Clearly, the Army is not ignorant of the possibilities. In Michigan, home of the largest militia, the Army National Guard's adjunct general warned members that they are not allowed to belong to racist or extremist organizations. But some Guard units are more solicitous of their local militias. After an incident involving an Idaho National Guard helicopter overflying a Montana militia group, Idaho officials agreed to notify their Montana counterparts in advance of any future flights.

It is impossible to tell exactly how many Guard members and reservists also belong to locally-organized militias. The situation at Ft. Drum, home of the 10th Mountain Division in upstate New York, illustrates the difficulty of trying to keep militia members away from military training and combat weapons, even if there is a will to make such a separation. Each year, 35,000-40,000 National Guard members and reservists from all over the Northeast train there for varying periods. It would be impossible to monitor individual trainees to determine which ones were planning to apply their instruction in support of their home town militia.

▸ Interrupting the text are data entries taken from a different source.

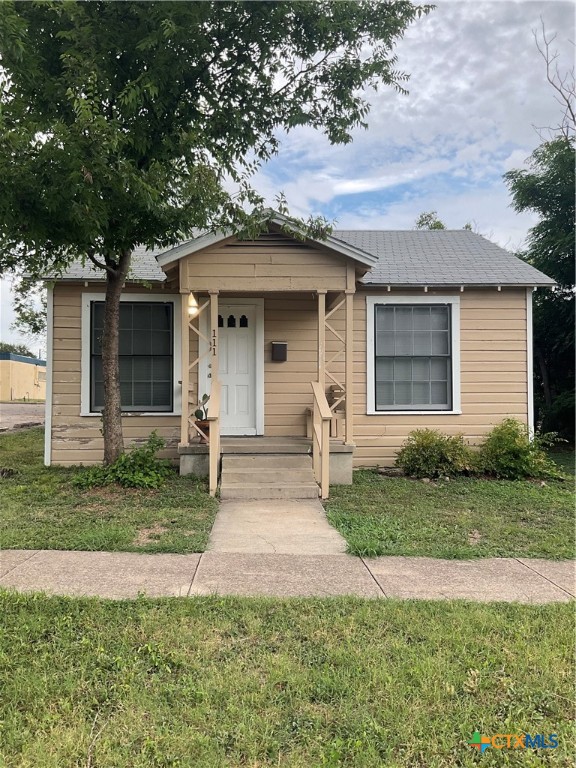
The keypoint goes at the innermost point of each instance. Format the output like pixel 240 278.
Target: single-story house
pixel 22 377
pixel 341 347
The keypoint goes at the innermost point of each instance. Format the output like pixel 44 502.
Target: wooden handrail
pixel 214 439
pixel 320 398
pixel 321 417
pixel 214 401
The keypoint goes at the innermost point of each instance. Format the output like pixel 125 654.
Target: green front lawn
pixel 42 510
pixel 454 519
pixel 214 683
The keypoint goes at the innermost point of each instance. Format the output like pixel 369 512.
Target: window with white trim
pixel 146 356
pixel 413 355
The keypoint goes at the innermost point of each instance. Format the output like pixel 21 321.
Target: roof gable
pixel 332 243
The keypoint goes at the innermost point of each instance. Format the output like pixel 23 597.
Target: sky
pixel 477 94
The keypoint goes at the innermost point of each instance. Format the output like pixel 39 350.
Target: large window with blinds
pixel 146 353
pixel 411 353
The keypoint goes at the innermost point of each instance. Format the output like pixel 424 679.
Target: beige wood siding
pixel 493 375
pixel 289 317
pixel 493 360
pixel 274 262
pixel 76 439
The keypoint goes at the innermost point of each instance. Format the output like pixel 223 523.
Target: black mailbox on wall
pixel 279 351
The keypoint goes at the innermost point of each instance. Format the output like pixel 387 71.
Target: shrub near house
pixel 507 452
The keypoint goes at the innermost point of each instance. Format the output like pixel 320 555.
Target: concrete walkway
pixel 125 575
pixel 281 526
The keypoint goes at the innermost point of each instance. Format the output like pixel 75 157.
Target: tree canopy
pixel 547 188
pixel 430 220
pixel 129 123
pixel 16 349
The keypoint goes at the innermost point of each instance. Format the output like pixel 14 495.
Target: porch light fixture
pixel 192 305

Col. Robert R. Waters (Ret.) is a career Green Beret who now edits a special operations journal called Behind the Lines. He told Army Times that he believes the militia movement is gaining momentum. He also raises a disturbing scenario: Obviously, they're going to seek [specialized] training from those who can provide it.

The militia phenomenon arises out of a toxic stew of legitimate anger, scapegoating, and paranoia. Its links to the military, and the support of the taxpayers are more than an irony for a group which openly despises the government. But the militias and the military have much in common aside from their obvious predilection for weaponry and the violent resolution of conflict. Like the militias, the U.S. military has always attracted more than its fair share of right-wing extremists and white supremacists. Its rigid structure and rules probably appeal to those whose personalities tend toward authoritarianism. Without understanding these common bonds, as well as the physical links, civil society will never be able to understand, much less root out, irrational acts of violence like Oklahoma are calculated declarations of adventurous war.